No fue perezoso para retirarse a la mañana siguiente, dejando a Dulce triste y meditabunda, pues la intimidad de aquella noche puso de manifiesto que si el hombre llevaba consigo toda su galantería obsequiosa, el corazón se lo había dejado en otra parte. Comprendió muy bien que los sentimientos de Ángel tomaban una dirección desconocida, y las cosas de un orden místico y espiritual que en el correr de la conversación dijera, marcaban diferencia enorme entre el hombre actual y el de antaño. Para colmar el mal humor de Dulce, descolgose doña Catalina con una leccioncita de moral, que desentonaba horrorosamente en los labios de la buena señora.

-Vamos a ver: ¿te parece a ti decoroso ese amartelamiento con Ángel? ¿Qué me dices de tu poca aprensión para retenerle aquí toda la noche? ¡Qué dirán los primos, ¡ay! qué los honrados huéspedes de esta casa, que le vieron salir no hace mucho rato! No te haces cargo de nuestra posición, qué ya va siendo un poquitín elevada, ni de las conveniencias sociales. Figúrate qué cara pondré yo cuando me digan... No lo quiero pensar. Y otra: ya sabes que el primo Casiano, que te vio el día de nuestra llegada, le dijo a tu papá que le gustabas mucho. Me huele a matrimonio ¡Y qué chico tan guapo! Da gusto verle. Volverá dentro de dos días, y sería de muy mal efecto que a sus oídos llegara un rum-rum de que si eras o no eras... El corazón me dice que Casiano va a salir con el hipo de quererme por suegra. ¿Te parece que, en vísperas de que te pique un pez tan gordo, es decente andar en tratos con ese loquinario de Ángel, el cual es ya para ti agua pasada, que no mueve molino? Cierto que si él me pidiera tu blanca mano, no había que dudar; pero como no ha de pedirla, fíjate en el otro, hija mía, piensa en él, echas tus redes por ese lado, y considera que es dueño de media provincia.

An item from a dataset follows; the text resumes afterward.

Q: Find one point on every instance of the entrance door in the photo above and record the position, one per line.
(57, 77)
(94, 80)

-¡Media provincia! Mamá, no empiece usted ya con sus exageraciones.

-Ya iremos, ya iremos a Bargas, y lo verás. Por supuesto, que si tu primo nada en dinero, tú llevarás en dote mi castillo.

-Mamá, no desbarre usted. ¡Qué castillo ni qué niño muerto! Hoy está usted tocada. ¡Llamar castillo a unos pedruscos que se están cayendo, y que fueron paredes de un caseretón para encerrar ganado!

Entra D. Simón, poniéndose el gabán, con guantes de lana, soplado, insolente, rivalizando en altanería con el shah de Persia.

-Mujer, déjate de castillos y de mamarrachadas. ¡Pégame este botón, rayo de Dios! ¡Mi ropa sin cepillar! Luego se presenta uno hecho un tipo, y no le guardan el debido respeto.

-Eh... poco a poco. ¿Qué lenguaje es ese? ¡Vaya!... no puedo hacer de ti un caballero, y el tufo democrático sale por entre tus maneras, como en este patio la peste de las cuadras. Dulce te pegará el botón, si tiene con qué.

-Sois unas desastradas, ¡venablo! y con vosotras no hay manera de ser decente. (Dando resoplidos.) Me voy sin botón, y que se rían de mí... A bien que como somos señores de castillo y pateta, no importa que uno salga a la calle hecho un pelagatos.

-Pues te digo que es castillo, (Remontándose y poniéndose como un pimiento.) castillo y muy castillo, mal que te pese a ti y a toda tu casta plebeya. Pregúntaselo a Blas.

-Quita allá, tarasca. Se van a reír de nosotros hasta las mulas.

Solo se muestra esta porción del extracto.